Crenshaw developed the intersectionality framework to illustrate the exclusion of Black women from anti-racist discourse and White feminist discourse. Identity politics equates black with men and women with white. Essentially, anti-discrimination doctrine creates a predicament for black women by forcing black women to choose to disregard intersectionality or to vocalize the intersectional facets of their subordination. The former jeopardizes black women’s ability to represent black men and the later forces black women to state a claim that does not lead to the ruling out of black men. Intersectional identity falls like sand through the fingers of our justice system. Our justice system claims that there isn’t discrimination of female as a whole or of African Americans as a whole. In Payne v.

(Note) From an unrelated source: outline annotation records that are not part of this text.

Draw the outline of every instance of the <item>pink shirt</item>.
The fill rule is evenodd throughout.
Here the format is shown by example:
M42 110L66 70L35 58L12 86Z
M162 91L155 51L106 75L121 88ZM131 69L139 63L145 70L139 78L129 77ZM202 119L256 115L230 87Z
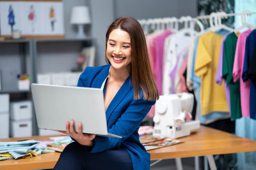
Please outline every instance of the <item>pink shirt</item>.
M235 60L233 65L233 78L236 82L240 78L241 106L243 117L250 116L250 85L251 81L244 82L242 79L246 38L252 32L248 30L240 34L236 44Z

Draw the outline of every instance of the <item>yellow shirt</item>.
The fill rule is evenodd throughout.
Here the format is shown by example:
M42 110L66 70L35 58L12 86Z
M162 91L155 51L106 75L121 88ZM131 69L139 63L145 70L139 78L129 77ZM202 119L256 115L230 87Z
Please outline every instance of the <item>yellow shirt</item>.
M211 112L228 112L224 83L215 83L220 45L223 38L213 31L202 35L198 41L195 73L201 78L200 104L202 115Z

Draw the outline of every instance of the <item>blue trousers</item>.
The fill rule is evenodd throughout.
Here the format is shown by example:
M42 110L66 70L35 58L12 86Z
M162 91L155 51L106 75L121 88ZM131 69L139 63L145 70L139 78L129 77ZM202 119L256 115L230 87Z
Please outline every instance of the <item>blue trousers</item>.
M98 153L89 153L89 150L77 142L69 144L54 169L132 169L130 155L124 148Z

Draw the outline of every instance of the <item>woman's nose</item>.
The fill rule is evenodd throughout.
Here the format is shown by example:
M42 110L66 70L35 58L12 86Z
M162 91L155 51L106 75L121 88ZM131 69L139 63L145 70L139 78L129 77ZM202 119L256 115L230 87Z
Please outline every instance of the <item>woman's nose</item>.
M115 55L120 55L120 54L122 54L121 48L120 48L119 46L116 46L115 48L115 49L114 53Z

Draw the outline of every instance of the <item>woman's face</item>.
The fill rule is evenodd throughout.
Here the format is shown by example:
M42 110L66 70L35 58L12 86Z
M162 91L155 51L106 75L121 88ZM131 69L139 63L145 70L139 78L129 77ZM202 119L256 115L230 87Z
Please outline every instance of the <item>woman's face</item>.
M130 35L120 29L112 31L107 42L108 59L115 69L128 67L132 61Z

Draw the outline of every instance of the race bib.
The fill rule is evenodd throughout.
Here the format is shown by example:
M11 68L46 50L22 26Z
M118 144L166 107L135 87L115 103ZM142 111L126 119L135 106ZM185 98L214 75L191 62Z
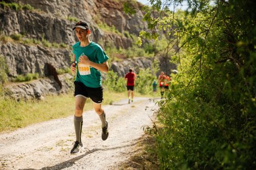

Travenol the plaintiff’s proposal to represent all black employees was similar in Moore’s attempt to represent all women employees and both failed as a result of the court’s deficient view of class interest. Moore v Helicopter denies that intersectionality exist and affirms the potence of the white female experience within feminism. In DeGraffenreid v General Motors, shows how black women are only recognized to the extent to which their experiences align with white women or black men. To identity politics dismay, black women’s experiences are different from white women. Intersectionality is necessary because it explains how social identities do not stand on their own – we can’t think about identity in terms of binaries – and these interactions of positionings can lead to differing discrimination and oppression depending on identities. Divergent forms of oppression work together to produce injustice; thus, oppression can’t be reduced to one distinct type.